ABSTRACT
This paper argues that fiscal decentralization is one important explanation for variation in distributive outcomes following the Great Recession. Using a difference-in-differences approach, it examines how fiscal decentralization mediated the link between spatial distribution, redistributive effort and interpersonal inequality in 21 Organisation for Economic Co-operation and Development (OECD) countries in the years following the Great Recession. It is found that fiscally decentralized nations saw increased interpersonal inequality and lower redistribution, but lower interregional inequality. These results are attributed here to the weaker redistributive mechanisms in fiscally decentralized nations, which increased interpersonal inequality while preserving market-driven declines in high productivity areas that temporary increased regional convergence.
ACKNOWLEDGEMENTS
An earlier version of this paper was presented at the workshop ‘Decentralisation after the Great Recession: Fine-Tuning or Paradigm Change?’, Santiago de Compostela, Spain, October 2017. The authors greatly benefited from the comments of André Blais, Miriam Hortas, Ignacio Lago, Santiago Lago, Jorge Martínez, Oriol Roca and Andrés Rodríguez-Pose.
DISCLOSURE STATEMENT
No potential conflict of interest was reported by the authors.
Notes
1. To capture the potential effect of specifics of the design of fiscal decentralization, and to ensure that the results do not depend on one particular aspect of fiscal decentralization, the empirical analyses use measures of both expenditure and revenue decentralization.

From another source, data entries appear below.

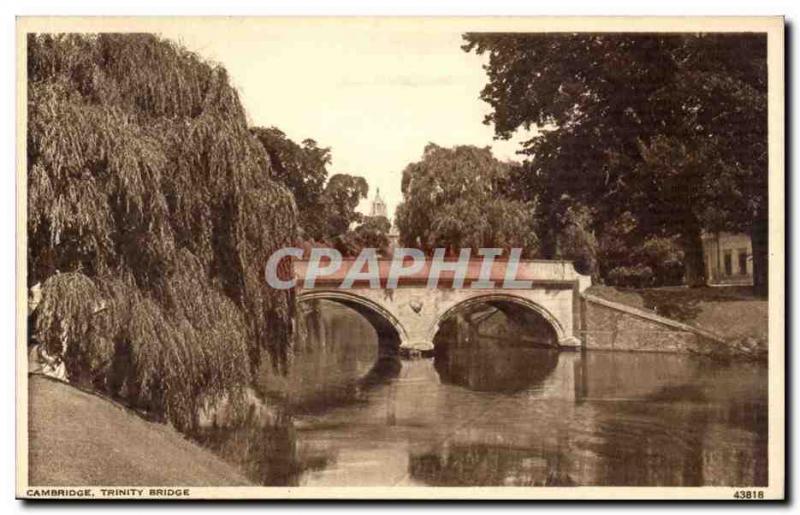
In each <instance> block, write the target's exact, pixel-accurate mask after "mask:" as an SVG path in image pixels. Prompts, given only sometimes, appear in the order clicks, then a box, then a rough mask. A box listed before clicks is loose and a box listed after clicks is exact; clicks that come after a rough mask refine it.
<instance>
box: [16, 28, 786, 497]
mask: <svg viewBox="0 0 800 515" xmlns="http://www.w3.org/2000/svg"><path fill="white" fill-rule="evenodd" d="M783 31H784V20H783V18H781V17H760V18H735V17H727V18H722V17H720V18H714V17H702V18H692V17H685V18H643V17H629V18H626V17H615V18H585V17H584V18H582V17H563V18H559V17H547V18H535V17H530V18H525V17H507V18H502V17H496V18H415V17H409V18H391V17H385V18H380V17H353V18H335V17H334V18H325V17H320V18H303V17H296V18H291V17H286V18H258V17H247V18H245V17H242V18H235V17H225V18H223V17H219V18H192V17H172V18H169V17H153V18H144V17H142V18H130V17H128V18H126V17H116V18H102V17H85V18H71V17H20V18H18V19H17V49H18V52H17V227H18V231H17V242H16V248H17V254H16V256H17V276H16V280H17V283H16V299H17V318H16V320H17V342H16V370H17V391H16V396H17V414H16V417H17V418H16V427H17V486H16V495H17V497H19V498H24V499H81V500H87V499H94V500H103V499H269V498H271V499H275V498H278V499H295V498H300V499H303V498H304V499H531V500H534V499H564V500H567V499H670V500H683V499H720V500H729V501H766V500H777V499H783V498H784V496H785V485H784V480H785V478H784V476H785V444H784V441H785V424H786V412H785V408H786V407H785V397H784V396H785V389H784V384H785V369H784V356H785V350H784V345H785V332H784V330H785V328H784V325H785V313H784V311H785V291H784V282H785V275H784V274H785V270H784V254H785V249H784V245H785V232H784V231H785V220H784V211H785V205H784V198H785V197H784V195H785V193H784V184H785V170H784V32H783Z"/></svg>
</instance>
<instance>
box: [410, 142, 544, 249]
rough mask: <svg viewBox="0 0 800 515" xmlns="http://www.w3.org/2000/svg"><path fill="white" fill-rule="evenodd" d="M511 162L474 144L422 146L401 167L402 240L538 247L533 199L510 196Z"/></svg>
mask: <svg viewBox="0 0 800 515" xmlns="http://www.w3.org/2000/svg"><path fill="white" fill-rule="evenodd" d="M509 176H510V166H509V165H508V164H505V163H501V162H500V161H498V160H497V159H495V158H494V157H493V156H492V153H491V150H490V149H489V148H488V147H487V148H477V147H474V146H457V147H454V148H443V147H439V146H437V145H435V144H433V143H430V144H428V145H427V146H426V147H425V152H424V153H423V156H422V159H421V160H420V161H418V162H416V163H411V164H410V165H408V166H407V167H406V169H405V170H404V171H403V181H402V191H403V199H404V200H403V202H402V203H401V204H400V205H399V206H398V208H397V227H398V230H399V231H400V238H401V240H402V242H403V244H404V245H406V246H414V247H419V248H421V249H423V250H425V251H432V249H435V248H437V247H444V248H448V249H450V252H451V253H457V249H459V248H472V249H478V248H480V247H499V248H512V247H522V248H523V249H525V252H526V254H527V255H532V254H533V253H534V252H535V251H536V244H537V239H536V234H535V233H534V231H533V230H532V218H533V203H532V202H522V201H519V200H511V199H509V198H507V197H506V196H505V192H506V191H507V189H508V188H509V186H508V180H509Z"/></svg>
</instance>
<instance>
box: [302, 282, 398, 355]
mask: <svg viewBox="0 0 800 515" xmlns="http://www.w3.org/2000/svg"><path fill="white" fill-rule="evenodd" d="M312 300H327V301H331V302H335V303H337V304H341V305H343V306H346V307H348V308H350V309H352V310H354V311H356V312H357V313H358V314H360V315H361V316H363V317H364V318H365V319H366V320H367V321H368V322H369V323H370V325H372V327H373V329H375V332H376V333H377V334H378V338H379V339H382V338H385V339H390V340H395V341H396V343H397V344H398V345H402V344H403V343H405V342H407V341H408V334H407V332H406V329H405V328H404V327H403V324H401V323H400V321H399V320H398V319H397V317H396V316H394V315H393V314H392V313H391V312H389V310H387V309H386V308H384V307H383V306H381V305H380V304H378V303H377V302H374V301H372V300H370V299H368V298H367V297H364V296H362V295H358V294H356V293H351V292H349V291H347V290H332V289H331V290H329V289H322V290H309V291H304V292H302V293H301V294H300V295H298V296H297V302H298V303H303V302H308V301H312Z"/></svg>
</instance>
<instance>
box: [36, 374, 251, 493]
mask: <svg viewBox="0 0 800 515" xmlns="http://www.w3.org/2000/svg"><path fill="white" fill-rule="evenodd" d="M29 410H30V411H29V415H28V420H29V454H28V456H29V474H30V484H31V485H48V486H50V485H52V486H56V485H89V486H91V485H130V486H139V485H169V486H173V485H174V486H243V485H249V484H250V483H249V481H248V480H247V479H246V478H245V477H244V476H243V475H242V474H240V473H239V472H237V471H236V470H235V469H234V468H233V467H231V466H230V465H228V464H226V463H224V462H223V461H222V460H220V459H219V458H217V457H216V456H214V455H213V454H212V453H211V452H209V451H207V450H205V449H203V448H201V447H199V446H197V445H195V444H193V443H191V442H189V441H188V440H186V439H185V438H184V437H183V436H181V435H180V434H179V433H178V432H177V431H175V430H174V429H172V428H171V427H169V426H166V425H164V424H157V423H152V422H147V421H145V420H143V419H142V418H141V417H139V416H138V415H136V414H135V413H133V412H131V411H130V410H128V409H126V408H123V407H121V406H119V405H117V404H115V403H113V402H111V401H109V400H108V399H105V398H103V397H100V396H97V395H93V394H90V393H86V392H83V391H81V390H78V389H76V388H73V387H72V386H70V385H68V384H65V383H61V382H58V381H55V380H51V379H48V378H45V377H42V376H35V375H34V376H30V378H29Z"/></svg>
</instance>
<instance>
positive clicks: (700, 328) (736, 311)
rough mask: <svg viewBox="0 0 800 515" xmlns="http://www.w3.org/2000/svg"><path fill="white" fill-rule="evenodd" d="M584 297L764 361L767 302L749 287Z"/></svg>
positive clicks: (764, 298) (660, 290)
mask: <svg viewBox="0 0 800 515" xmlns="http://www.w3.org/2000/svg"><path fill="white" fill-rule="evenodd" d="M586 293H587V294H590V295H593V296H596V297H600V298H602V299H605V300H609V301H612V302H618V303H621V304H625V305H628V306H631V307H633V308H637V309H644V310H647V311H650V312H652V313H654V314H656V315H659V316H662V317H666V318H670V319H673V320H676V321H678V322H681V323H684V324H687V325H690V326H693V327H696V328H698V329H701V330H703V331H707V332H709V333H713V334H715V335H717V336H718V337H719V339H721V340H723V341H725V342H726V343H727V344H728V350H729V351H730V354H731V355H736V356H748V357H752V358H759V359H761V358H765V357H766V354H767V347H768V345H767V341H768V340H767V338H768V315H769V307H768V302H767V299H765V298H762V297H757V296H755V295H754V294H753V292H752V288H751V287H723V288H714V287H701V288H645V289H621V288H614V287H611V286H601V285H595V286H592V287H591V288H589V289H588V290H586Z"/></svg>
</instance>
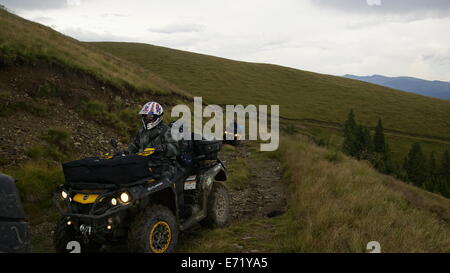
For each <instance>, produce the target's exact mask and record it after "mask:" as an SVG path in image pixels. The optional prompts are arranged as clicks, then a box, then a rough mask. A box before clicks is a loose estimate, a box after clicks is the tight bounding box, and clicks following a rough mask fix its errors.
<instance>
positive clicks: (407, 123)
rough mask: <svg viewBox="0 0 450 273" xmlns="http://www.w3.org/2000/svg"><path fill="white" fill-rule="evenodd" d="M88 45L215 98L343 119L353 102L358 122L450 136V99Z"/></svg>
mask: <svg viewBox="0 0 450 273" xmlns="http://www.w3.org/2000/svg"><path fill="white" fill-rule="evenodd" d="M91 45H93V46H95V47H97V48H100V49H103V50H105V51H108V52H110V53H112V54H114V55H115V56H119V57H121V58H124V59H127V60H129V61H131V62H133V63H135V64H138V65H141V66H142V67H144V68H145V69H147V70H149V71H151V72H154V73H157V74H158V75H161V76H162V77H164V78H165V79H167V80H169V81H171V82H173V83H175V84H176V85H178V86H180V87H181V88H183V89H186V90H189V92H190V93H192V94H194V95H197V96H203V97H204V98H205V99H206V100H208V101H210V102H212V103H217V104H279V105H280V106H281V107H280V111H281V115H282V116H283V117H286V118H294V119H313V120H319V121H329V122H343V121H344V120H345V118H346V116H347V113H348V111H349V110H350V109H351V108H353V109H354V110H355V112H356V113H358V117H359V118H360V120H361V122H362V123H363V124H366V125H371V124H374V123H376V120H377V119H378V118H379V117H380V118H382V119H383V123H384V125H385V128H388V129H396V130H398V131H404V132H408V133H413V134H418V135H423V136H440V137H446V138H449V139H450V118H449V117H450V102H448V101H443V100H439V99H434V98H428V97H423V96H419V95H415V94H410V93H406V92H402V91H397V90H392V89H389V88H385V87H381V86H378V85H373V84H369V83H365V82H361V81H355V80H351V79H346V78H342V77H334V76H329V75H323V74H317V73H312V72H306V71H301V70H297V69H292V68H287V67H281V66H277V65H270V64H255V63H246V62H238V61H232V60H227V59H223V58H217V57H213V56H207V55H201V54H195V53H190V52H185V51H180V50H173V49H168V48H164V47H158V46H152V45H146V44H133V43H92V44H91Z"/></svg>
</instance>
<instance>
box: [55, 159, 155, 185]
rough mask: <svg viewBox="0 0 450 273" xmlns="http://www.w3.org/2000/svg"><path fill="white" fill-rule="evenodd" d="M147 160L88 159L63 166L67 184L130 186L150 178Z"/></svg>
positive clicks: (63, 168)
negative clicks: (134, 183)
mask: <svg viewBox="0 0 450 273" xmlns="http://www.w3.org/2000/svg"><path fill="white" fill-rule="evenodd" d="M148 162H149V159H148V158H147V157H144V156H139V155H128V156H117V157H114V158H111V159H104V158H98V157H90V158H85V159H81V160H77V161H72V162H68V163H64V164H63V172H64V177H65V179H66V182H67V183H99V184H119V185H123V184H130V183H133V182H137V181H139V180H141V179H144V178H147V177H150V176H151V171H150V168H149V166H148Z"/></svg>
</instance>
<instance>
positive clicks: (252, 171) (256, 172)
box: [225, 145, 288, 223]
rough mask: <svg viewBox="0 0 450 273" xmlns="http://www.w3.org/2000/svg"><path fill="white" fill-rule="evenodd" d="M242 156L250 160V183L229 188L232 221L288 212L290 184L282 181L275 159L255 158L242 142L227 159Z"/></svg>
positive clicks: (268, 158)
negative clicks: (235, 149) (242, 186)
mask: <svg viewBox="0 0 450 273" xmlns="http://www.w3.org/2000/svg"><path fill="white" fill-rule="evenodd" d="M234 158H243V159H244V160H246V162H248V164H249V169H250V174H251V178H250V181H249V183H248V184H245V185H244V186H243V187H241V188H239V189H234V190H233V189H231V190H230V199H231V200H230V201H231V215H232V220H231V221H232V223H233V222H239V221H243V220H249V219H254V218H265V217H274V216H277V215H280V214H282V213H284V212H285V211H286V208H287V201H286V196H287V190H288V185H287V183H284V181H283V180H282V175H281V170H280V163H279V162H278V161H276V160H274V159H269V158H266V159H260V160H255V159H254V158H252V157H251V154H250V152H249V149H248V147H247V146H246V145H239V146H237V147H236V151H235V152H234V153H233V154H232V155H231V156H228V157H227V158H226V159H225V160H227V161H228V160H233V159H234Z"/></svg>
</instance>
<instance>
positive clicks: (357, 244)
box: [275, 138, 450, 252]
mask: <svg viewBox="0 0 450 273" xmlns="http://www.w3.org/2000/svg"><path fill="white" fill-rule="evenodd" d="M280 155H281V159H282V162H283V164H284V169H285V172H286V175H287V177H289V179H291V181H292V185H291V186H292V192H293V194H292V199H291V203H290V210H289V212H288V213H287V215H285V216H284V217H283V219H281V222H280V223H279V225H278V227H279V230H278V232H277V235H276V236H275V237H276V240H278V242H279V245H278V246H277V249H278V250H279V251H282V252H366V251H367V250H366V245H367V243H368V242H370V241H378V242H379V243H380V244H381V247H382V251H383V252H449V251H450V229H449V226H448V223H445V222H444V221H443V220H442V219H440V218H439V217H437V216H436V215H434V214H432V213H431V212H430V211H427V210H422V209H418V208H414V207H413V206H412V205H410V204H409V203H408V201H407V200H406V199H405V198H404V196H403V195H402V194H401V193H399V192H396V191H394V190H392V189H391V188H390V187H389V186H388V184H387V183H388V181H387V180H388V179H389V178H387V177H386V176H384V175H382V174H379V173H378V172H376V171H375V170H374V169H373V168H371V166H370V165H369V164H368V163H365V162H358V161H356V160H353V159H350V158H348V157H345V156H343V159H342V160H338V161H335V160H332V161H329V160H328V159H327V158H328V156H327V155H328V151H327V150H326V149H324V148H320V147H318V146H316V145H314V144H312V143H309V142H308V141H307V140H305V139H302V138H301V139H299V138H294V139H287V140H286V141H285V142H284V143H283V145H282V148H281V154H280ZM441 205H442V206H447V207H448V206H450V201H448V200H445V199H442V204H441Z"/></svg>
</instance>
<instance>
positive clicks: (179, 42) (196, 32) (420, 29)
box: [0, 0, 450, 81]
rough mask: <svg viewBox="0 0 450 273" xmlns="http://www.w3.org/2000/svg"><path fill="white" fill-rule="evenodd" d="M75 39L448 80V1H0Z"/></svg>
mask: <svg viewBox="0 0 450 273" xmlns="http://www.w3.org/2000/svg"><path fill="white" fill-rule="evenodd" d="M0 3H1V4H3V5H5V6H6V7H7V8H8V9H10V10H12V11H14V12H15V13H16V14H18V15H20V16H22V17H25V18H27V19H29V20H33V21H36V22H39V23H42V24H45V25H48V26H51V27H52V28H54V29H56V30H57V31H60V32H62V33H64V34H66V35H69V36H72V37H74V38H76V39H78V40H82V41H127V42H142V43H149V44H154V45H159V46H166V47H170V48H176V49H181V50H188V51H193V52H198V53H204V54H210V55H215V56H220V57H225V58H230V59H235V60H242V61H250V62H263V63H275V64H280V65H284V66H290V67H295V68H299V69H304V70H309V71H315V72H320V73H327V74H334V75H343V74H347V73H348V74H356V75H372V74H383V75H387V76H414V77H420V78H425V79H429V80H444V81H450V34H449V33H450V0H264V1H263V0H242V1H231V0H189V1H187V0H127V1H123V0H39V1H35V0H0Z"/></svg>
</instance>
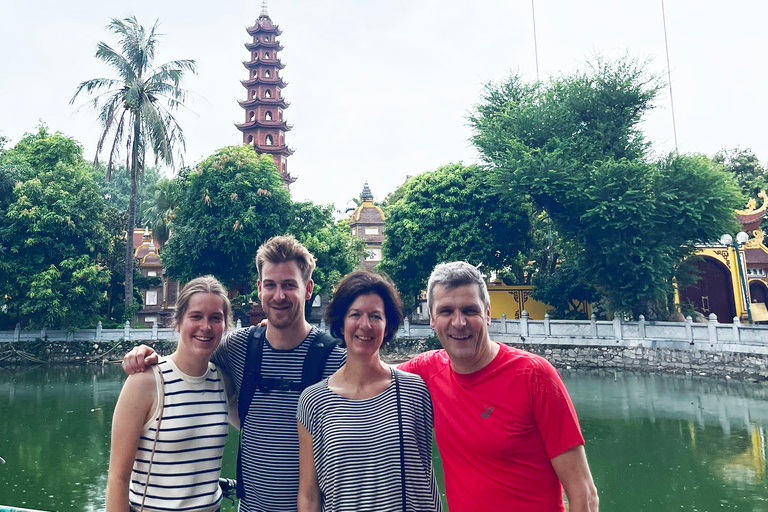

2. On the effects of economic shocks on interpersonal inequality, see, for example, Lovell, Travers, Richardson, and Wood (Citation1994), Ravallion (Citation2001) and Williamson (Citation2005). On the effects of shocks on interregional inequality, see Rodríguez-Pose and Gill (Citation2006), Rodríguez-Pose (Citation2012) and Bouvet (Citation2011).
3. In those decentralized contexts in which wealthier regions are not in a position to defend their interests effectively in the context of an exacerbated competition for scarce resources, as in Catalonia recently, the very institutional stability of the federation comes into question.
4. The overall level of government spending to reduce inequality increased. The level of government spending to reduce inequality is distinct from redistribution conceptualized as the government’s effort to reduce the market and disposable income gap.
5. This estimate is likely conservative because it includes extensive control variables, the lagged dependent variable, and year and country fixed effects. Base model results excluding the lagged dependent variable are closer to 4 points, or 14%.
6. We are primarily focused on the outcome variables of redistribution and interpersonal inequality. The parallel trends results also hold for our premise, interregional inequality, but we are less concerned with pre-existing trends in regional convergence before the Great Recession.